Sayın Vefa Salman'ın avukatlarının bütün 'göreve döndürün' taleplerini reddetti Süleyman Soylu. Bugün onun için buradayız. Yarın yine geleceğiz. Yarın sabah Yalova'da duruşmayı da takip edeceğiz. O dava biz biliyoruz ki beraat ile sonuçlanacak. Anayasamız ne diyor, 'Hakkında kesinleşmiş hüküm kuruluncaya kadar herkes suçsuzdur.' Zaten suçsuz belediye başkanımız. Raporlarla ortaya çıkmış. Emekli Sayıştay denetçilerinin raporlarıyla ortaya çıkmış. Yarın, onun dosyasının ayrılıp beraat kararı verilmesi lazım. Bu yargılama beraat ile bitecek ama siz onu göreve iade etmediğiniz her gün suç işliyorsunuz. Bunu asla unutmayın. Hiç kimsenin endişe olmasın. Çok az zaman kaldı. Geliyor gelmekte olan. Bunların hepsini düzelteceğiz. Bu topraklarda mutlaka demokratik hukuk devletini de tesis edeceğiz. Yerel demokrasiyi de güçlendireceğiz. Her zaman söylediğimiz gibi bu adaleti bu topraklara ya getireceğiz ya getireceğiz."

Torun'un konuşmasından öne çıkan başlıklar ise şöyle

Gerçekten İçişleri Bakanı'nın eliyle milli irade gasp edilmiştir. İki buçuk yıldır maalesef Yalova Belediye Başkanımız, kendisine atılan her türlü iftiraya rağmen hiçbir şekilde suç unsuru bulunmamıştır. Hiçbir şekilde bir belgeye ulaşılmamıştır. Ve üstelik öyle hazin bir olaydır ki denetçilerin İçişleri Bakanlığı, Sayıştay denetçilerinin bulamadığı, tespit edemediği bir konuyu kendisi bularak ve hem savcılığa hem emniyete hem de İçişleri Bakanlığı'na gerekli yerlere bildirerek bunu ortaya çıkarmıştır. Ama ne gariptir ki bulduğu için şu anda görevden alınmıştır.

"SENİ TEKRAR BAKANLIĞIN ÖNÜNDEN UYARIYORUZ"

Biliyoruz İçişleri Bakanı, bakanlıkta bizim belediyelerimiz için özel bir birim kurdu. Gidin, belediyelere çökün değil; bir suç unsuru mutlaka bulun ve bu kumpası kurun. Böyle bir İçişleri Bakanı olabilir mi? Hangi iç güvenliğimizi sağlayacak bu bakan? Zaten CHP'li belediye başkanlarını izlemekten suçluları izleyemiyor ki. Uyuşturucu tacirlerini, kara paracıları, suç unsurlarını izleyemiyor, vakti kalmıyor bunlara. Elbette ki bu toplumun da bir vicdanı var. Biliyoruz, İçişleri Bakanı Süleyman Soylu, Bakanlığın önünden sana sesleniyoruz, artık bu baskıdan, zulümden vazgeç. Belediyelerimizin üzerinden elini çek. Seni tekrar Bakanlığın önünden uyarıyoruz.
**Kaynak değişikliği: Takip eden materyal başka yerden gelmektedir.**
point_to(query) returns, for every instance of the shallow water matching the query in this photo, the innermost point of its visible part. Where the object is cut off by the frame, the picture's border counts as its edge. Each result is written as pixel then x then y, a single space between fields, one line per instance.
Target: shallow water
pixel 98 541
Bu zulmünün elbette yarın hukuk karşısında hesabını verirsin. Biz de senden korkacak belediye başkanı yok. Geri adım atacak belediye başkanı yok. Onlar zaten büyük bir titizlikle, şeffaflıkla görevlerini yerine getiriyorlar. Zaten müfettişlerin biri gidiyor, biri geliyor. Kadrolu eleman gibi oldular. Ama sen aynı şeyi Şırnak'taki iki belediye başkanı için birini sağına, birini soluna alıp hakkında ihaleye fesat karıştırmaktan ceza almış belediye başkanlarıyla ancak fotoğraf çektirirsin. Sen busun zaten. Rüşvetten ceza almış belediye başkanları fotoğraf çektirirsin. Niye onlara dokunmuyorsun? Niye onlara gereğini yapmıyorsun? Bu partizan anlayışla, bu kafayla bu ülkeyi yönetemezsiniz.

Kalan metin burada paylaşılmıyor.